Traditional Finance Solutions
What is an Offset Account?
An offset account is a transaction account linked to your mortgage/loan account. You should consider using this account for all salary/income/rent to flow though this account. The more money you have in this offset account the more you save on interest since your own funds offsets the mortgage/loan account.
What is a Savings Account?
A savings account is also a transaction account however not linked to your mortgage/loan account. Traditionally banks will offer you a low interest on your savings balance which will become taxable, meaning you have to pay Tax on it. Ideally if you have a mortgage, the benefits of having an offset account instead of a savings account is far greater.
What is a “good loan”?
In our opinion, investment property loans are a “good loan” – why? Because it helps reduce your taxable income thus paying less tax.
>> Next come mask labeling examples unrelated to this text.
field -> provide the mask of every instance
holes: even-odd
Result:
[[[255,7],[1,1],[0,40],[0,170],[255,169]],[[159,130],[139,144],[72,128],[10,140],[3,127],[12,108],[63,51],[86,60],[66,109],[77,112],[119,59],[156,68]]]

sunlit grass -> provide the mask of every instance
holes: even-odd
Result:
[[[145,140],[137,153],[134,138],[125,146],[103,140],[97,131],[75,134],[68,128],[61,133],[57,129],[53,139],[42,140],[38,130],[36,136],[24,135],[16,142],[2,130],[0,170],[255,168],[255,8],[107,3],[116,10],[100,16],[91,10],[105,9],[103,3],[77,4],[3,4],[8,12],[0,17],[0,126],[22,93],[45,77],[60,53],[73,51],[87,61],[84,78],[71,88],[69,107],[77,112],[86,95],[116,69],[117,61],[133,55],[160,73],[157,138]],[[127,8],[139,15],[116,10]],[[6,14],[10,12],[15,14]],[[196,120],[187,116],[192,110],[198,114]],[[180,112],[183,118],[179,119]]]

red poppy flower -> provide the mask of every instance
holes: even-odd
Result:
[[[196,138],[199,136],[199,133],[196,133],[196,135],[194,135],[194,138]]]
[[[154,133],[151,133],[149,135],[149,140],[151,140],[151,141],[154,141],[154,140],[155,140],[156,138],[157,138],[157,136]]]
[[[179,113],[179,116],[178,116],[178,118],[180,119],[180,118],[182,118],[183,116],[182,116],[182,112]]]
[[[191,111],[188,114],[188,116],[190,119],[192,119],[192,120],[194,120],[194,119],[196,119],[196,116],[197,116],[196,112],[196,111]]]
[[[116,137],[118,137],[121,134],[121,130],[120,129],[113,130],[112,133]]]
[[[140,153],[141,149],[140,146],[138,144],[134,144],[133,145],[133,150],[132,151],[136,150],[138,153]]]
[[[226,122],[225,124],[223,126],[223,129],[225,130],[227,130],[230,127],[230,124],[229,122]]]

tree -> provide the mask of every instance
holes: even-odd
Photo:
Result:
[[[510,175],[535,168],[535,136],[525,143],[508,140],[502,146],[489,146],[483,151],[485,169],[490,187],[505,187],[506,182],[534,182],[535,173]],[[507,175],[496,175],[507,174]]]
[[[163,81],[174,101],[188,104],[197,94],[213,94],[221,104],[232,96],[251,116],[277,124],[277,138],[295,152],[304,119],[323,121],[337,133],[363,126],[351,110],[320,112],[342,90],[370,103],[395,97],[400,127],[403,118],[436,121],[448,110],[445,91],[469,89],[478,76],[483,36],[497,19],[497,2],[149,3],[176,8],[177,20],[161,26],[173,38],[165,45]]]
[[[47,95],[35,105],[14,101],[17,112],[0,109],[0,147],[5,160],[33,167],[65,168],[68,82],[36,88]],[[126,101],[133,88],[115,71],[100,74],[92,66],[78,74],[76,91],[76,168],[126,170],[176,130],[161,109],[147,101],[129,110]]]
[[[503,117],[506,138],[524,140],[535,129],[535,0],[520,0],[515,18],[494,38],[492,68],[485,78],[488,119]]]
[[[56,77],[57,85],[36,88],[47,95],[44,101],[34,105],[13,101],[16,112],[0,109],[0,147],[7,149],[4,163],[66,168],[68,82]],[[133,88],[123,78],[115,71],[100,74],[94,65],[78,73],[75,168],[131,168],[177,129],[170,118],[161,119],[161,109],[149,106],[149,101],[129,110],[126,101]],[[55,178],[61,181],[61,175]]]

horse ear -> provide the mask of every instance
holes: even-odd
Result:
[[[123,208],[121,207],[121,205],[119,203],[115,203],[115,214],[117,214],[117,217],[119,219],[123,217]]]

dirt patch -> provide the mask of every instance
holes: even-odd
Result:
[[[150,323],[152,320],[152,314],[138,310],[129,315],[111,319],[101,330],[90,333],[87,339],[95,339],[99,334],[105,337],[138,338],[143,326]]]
The interest on these loans are generally tax deductible (please confirm with your accountant) reducing your net declared income from your investment properties. This is also referred to as negative gearing.
What is a “bad loan”?
In our opinion owner-occupied home loans are a “bad loan” – why? Because they are not tax deductible and need to be paid from your after-tax income. Therefore, we always recommend and strategise with our customers to find ways to pay off their home loans as soon as possible.
What is “Equity”?
This is an interesting one. Many of our clients get this wrong. Equity on your property is not the difference between property value and the loan amount. Equity is determined by the lender’s LVR policy. This means if your house is worth $1,000,000 and the current loan on it is $500,000 with lender’s policy of up to 80% LVR, then the equity on your property is $300,000. (Calc -$1,000,00 @ 80% LVR = $800,000 – $500,000 = $300,000). Your Equity may differ from lender to lender depending on their LVR policy.
What is a “LMI”?
Lender’s Mortgage Insurance (LMI). This insurance protects the lender if customers default on their loan. Typically banks/lenders will charge LMI if the LVR is over 80%, i.e. if customers don’t have at least 20% deposit towards the loan. We personally are not in favour of customers paying LMI however in some cases it’s unavoidable.
What is a “LVR”?
Loan to Value Ratio (LVR). If you purchase a property for $500,000 and you only have a 10% deposit or $50,000, you will need a loan of $450,000 or 90% LVR.
What is a “LVR”?
Loan to Value Ratio (LVR). If you purchase a property for $500,000 and you only have a 10% deposit or $50,000, you will need a loan of $450,000 or 90% LVR.